Pour toute demande de renseignement concernant la procédure, le porteur peut s’adresser à l’adresse ars-bfc-art51@ars.sante.fr

L'ARS analysera, au-delà de la l’éligibilité du projet :

  • l’impact du projet sur les pratiques / les organisations
  • la correspondance du projet avec les priorités du Projet régional de santé (PRS)
  • la possible généralisation du projet
  • la soutenabilité financière du projet 

Dès cette phase d’étude, une co-construction du dossier est engagé entre les porteurs du projets et l’ARS qui permettra de constituer, si besoin, un groupe d’acteurs susceptibles de porter le projet. Cela permettra également de s’assurer que le projet intègre une démarche évaluative ou de la co-construire avec le ou les déposants du projet.

Au terme de ce processus, le cas échéant, le cahier des charges sera transmis avec l'avis du DG ARS au comité technique national qui se prononcera, dans un délai de trois à quatre mois, sur l'éligibilité du projet et à l'autorisation de sa mise en oeuvre.
 

Les enjeux en Bourgogne-Franche-Comté

  • Favoriser la pluriprofessionnalité et la coopération
  • Favoriser la coordination des professionnels
  • Fludifier le parcours des patients
  • Considérer les spécificités territoriales  

 

Afin de promouvoir l’innovation en santé, l’article 51 de la LFSS 2018 cible la mise en œuvre des expérimentations dérogatoires aux modes de tarification ou dérogation de droit commun pour permettre l'émergence d'organisations innovantes dans les secteurs sanitaire et médico-social. Celles-ci doivent concourir à l'amélioration de la prise en charge et du parcours des patients, de l'efficience du système de santé et de l'accès aux soins.

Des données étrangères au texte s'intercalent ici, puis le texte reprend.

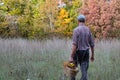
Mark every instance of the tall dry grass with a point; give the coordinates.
(22, 59)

Plus précisément, le décret n° 2018-125 du 21 février 2018 relatif au cadre d’expérimentations pour l’innovation dans le système de santé liste les catégories d’expérimentations entrant dans le champ de la loi. Il s’agit :

  • de l’organisation et du financement d’activités de soins, de prévention et d’accompagnement sanitaire, médico-social ou social, à destination d’individus ou de populations, de manière alternative ou complémentaire aux modalités en vigueur, selon différentes modalités précisées par le décret ;
  • l’organisation et le financement d’activités de soins, de prévention et d’accompagnement sanitaire, médico-social ou social, et le financement de technologies ou de services non pris en charge par les modalités existantes ;
  • des prises en charge par l’assurance maladie des médicaments et des produits et prestations de services et d’adaptation associées au sein des établissements de santé, notamment par la mise en place de mesures incitatives et d’un recueil de données en vie réelle ;
  • de la prescription des médicaments et des produits et prestations de services et d’adaptation associées, notamment par le développement de nouvelles modalités de rémunération et d’incitations financières ;
  • du recours au dispositif de l’article L. 165-1-1 pour les dispositifs médicaux innovants avec des conditions dérogatoires de financement de ces dispositifs médicaux.

Par ailleurs, des appels à projets nationaux font l'objet d'appel à manifestation d'intérêt : Appels à manifestation d’intérêt (sur le site du ministère chargé de la santé).